FBI’s Top Cyber Official Discusses Threat

FBI.gov recently sat down with Shawn Henry to talk about the cyber threat and his FBI career.


Video Transcript

In the past, in the physical world when somebody would rob a bank, the pool of suspects is limited to the number of people in the general vicinity of that bank.

Today when a bank is robbed digitally, virtually, although it is very real for the victims, the money is actually gone; the pool of suspects is limited to the number of people on the face of the earth that have a laptop and an Internet connection, because anybody with an Internet connection potentially can attack any other computer that’s tied to the network. So the barrier of entry is relatively low.

I think that going forward, this is not going away. I mean, we are not backing away from the Internet. We are not going to change technology.

As technology increases, this challenge becomes greater so when I started the threat was really to networks—mostly corporate networks—but since that time we moved into laptops and wireless laptops and then more recently into personal devices, whether it be smart phones, blackberries—those sorts are devices that allow access to the network anytime, everywhere.

Early on when I started there were website defacements and denial of service attacks and it was perceived, I think, generally to be kind of a prank by teenagers. But even then there were state actors sponsored by governments who were attacking networks, so while what got the attention of the media was the teenage hacker and those defacements because they were visible, quite frankly, there were more significant types of attacks and a more substantial threat actor that was in the background and was creating a challenge to our infrastructure.

We see three primary actors. Organized crime groups that are threatening, primarily the financial services sector, but more and more they are expanding the scope of their attacks. State sponsors, foreign governments that are interested in pilfering data, including intellectual property and research and development data from major manufacturers, from government agencies, from cleared defense contractors.

And increasingly there are terrorists groups who want to impact this country the same way they did 10 years ago by flying planes into buildings and they are looking at how they can challenge the United States and others in Western society by looking at critical infrastructure and to disrupt or harm the viability of our way of life.

I think we have grown substantially, particularly in the last four or five years, where we have hired much more technically proficient agents, many of whom have advanced degrees in computer science or information technology. They’ve got prior work experience as a systems administrator or as a network security technologist and we bring them onboard now and teach them to be FBI agents rather than trying to teach FBI agents how the technology works. So it’s given us a leg up in that regard and put our capabilities on par with anybody in the world.

We have actually stationed FBI agents overseas into the police agencies in a number of countries including Ukraine, Romania, The Netherlands, Estonia. These are not people that are assigned to the embassies as liaisons officers. These are FBI agents who are working 100 percent of their time in cyber space against cyber actors and they are sitting side by side with their colleagues in the national police agencies of those countries.

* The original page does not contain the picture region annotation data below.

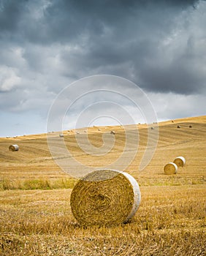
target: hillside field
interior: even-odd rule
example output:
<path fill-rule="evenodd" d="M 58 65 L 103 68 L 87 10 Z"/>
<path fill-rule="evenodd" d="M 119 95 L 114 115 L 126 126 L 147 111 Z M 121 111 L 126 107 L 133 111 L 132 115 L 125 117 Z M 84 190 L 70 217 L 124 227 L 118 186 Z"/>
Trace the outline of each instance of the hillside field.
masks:
<path fill-rule="evenodd" d="M 138 129 L 139 147 L 125 171 L 139 183 L 142 201 L 129 223 L 112 227 L 79 225 L 69 204 L 77 179 L 69 176 L 72 167 L 67 173 L 53 160 L 47 135 L 0 138 L 0 255 L 206 255 L 206 116 L 156 125 L 157 148 L 141 171 L 147 126 L 127 127 L 131 148 L 132 131 Z M 121 157 L 123 127 L 85 130 L 64 131 L 63 138 L 60 132 L 49 135 L 64 140 L 73 157 L 87 166 L 102 167 Z M 85 154 L 77 143 L 75 135 L 84 141 L 88 135 L 101 147 L 102 134 L 112 130 L 115 144 L 104 156 Z M 19 151 L 9 151 L 12 144 Z M 186 158 L 186 165 L 165 175 L 164 166 L 178 156 Z"/>

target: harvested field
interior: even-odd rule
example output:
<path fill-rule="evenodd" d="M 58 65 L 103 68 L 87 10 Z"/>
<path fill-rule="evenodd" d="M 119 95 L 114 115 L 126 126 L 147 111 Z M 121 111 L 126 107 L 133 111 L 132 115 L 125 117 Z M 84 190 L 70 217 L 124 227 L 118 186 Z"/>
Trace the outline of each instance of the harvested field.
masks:
<path fill-rule="evenodd" d="M 84 227 L 77 222 L 69 203 L 76 179 L 53 161 L 46 135 L 0 138 L 0 255 L 206 255 L 206 116 L 158 125 L 156 151 L 142 171 L 138 167 L 148 129 L 145 124 L 137 125 L 139 148 L 126 171 L 140 187 L 140 206 L 129 223 L 111 227 Z M 75 132 L 64 132 L 64 138 L 59 131 L 52 135 L 64 140 L 78 161 L 98 167 L 114 162 L 124 146 L 123 127 L 105 128 L 91 127 L 87 134 L 93 145 L 101 147 L 102 133 L 115 131 L 114 147 L 106 156 L 85 154 Z M 132 132 L 136 127 L 130 128 Z M 78 129 L 83 140 L 84 130 Z M 19 146 L 18 151 L 9 151 L 12 144 Z M 186 158 L 186 165 L 175 175 L 165 175 L 164 166 L 177 156 Z"/>

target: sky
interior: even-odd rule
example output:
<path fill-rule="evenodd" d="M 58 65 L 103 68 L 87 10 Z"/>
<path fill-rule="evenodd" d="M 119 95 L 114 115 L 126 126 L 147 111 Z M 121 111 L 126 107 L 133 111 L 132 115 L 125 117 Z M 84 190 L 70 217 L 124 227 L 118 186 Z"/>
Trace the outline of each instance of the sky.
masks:
<path fill-rule="evenodd" d="M 54 129 L 51 109 L 64 129 L 145 122 L 141 90 L 159 121 L 205 115 L 205 14 L 203 0 L 0 0 L 0 137 Z"/>

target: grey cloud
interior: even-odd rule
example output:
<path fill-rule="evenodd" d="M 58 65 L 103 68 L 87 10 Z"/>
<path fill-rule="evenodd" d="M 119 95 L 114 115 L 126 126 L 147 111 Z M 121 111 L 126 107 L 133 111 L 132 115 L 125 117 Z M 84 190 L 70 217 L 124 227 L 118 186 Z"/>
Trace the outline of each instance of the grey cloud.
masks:
<path fill-rule="evenodd" d="M 0 0 L 1 109 L 45 116 L 63 88 L 98 74 L 165 99 L 205 94 L 205 4 Z"/>

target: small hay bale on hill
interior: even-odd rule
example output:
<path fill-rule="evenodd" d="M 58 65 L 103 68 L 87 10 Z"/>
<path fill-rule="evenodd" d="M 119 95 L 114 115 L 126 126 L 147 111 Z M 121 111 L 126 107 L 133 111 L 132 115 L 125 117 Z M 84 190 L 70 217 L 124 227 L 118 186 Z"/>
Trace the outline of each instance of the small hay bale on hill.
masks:
<path fill-rule="evenodd" d="M 11 145 L 9 146 L 9 151 L 18 151 L 19 150 L 19 146 L 16 144 Z"/>
<path fill-rule="evenodd" d="M 176 174 L 178 166 L 174 162 L 169 162 L 164 167 L 164 172 L 165 174 Z"/>
<path fill-rule="evenodd" d="M 72 190 L 74 217 L 84 226 L 109 226 L 127 222 L 141 200 L 138 183 L 129 174 L 98 170 L 80 180 Z"/>
<path fill-rule="evenodd" d="M 186 164 L 186 159 L 183 157 L 178 157 L 175 159 L 173 162 L 178 166 L 178 167 L 183 167 Z"/>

For many, many years when I was working in this space, the adversaries believed that they were immune to any type of prosecution because they were thousands of miles away in a foreign country with different laws and a law enforcement agency with different capabilities. That’s not the case anymore. We really, through our partnerships, have arrested hundreds and hundreds of bad actors who have targeted U.S. infrastructure, U.S. institutions, as well as foreign institutions and foreign infrastructure. But working together collaboratively we have been able to have an effective mitigation impact.

In the past, the FBI investigated cases and the goal was to arrest somebody. What we’ve learned post-9/11 is the value of intelligence in a number of ways. First, collecting intelligence is important because we have access to a lot of information.

Collecting intelligence allows us to be much more strategic about how we utilize our resources. It enables us to be much more effective in how we mitigate the threats. And by sharing the intelligence we collect with others who maybe to action where we can’t.

I have seen the collection that we’ve done in this organization, lawful collection of intelligence, that has helped prevent attacks, that has helped prevent crime, that has helped save lives.

And that is something that I’m proud of the organization for doing because it was a big change and sometimes change is hard but the leadership of this organization and the willingness of our agents and analysts to execute on that vision has made us a much stronger organization and made this country much, much safer.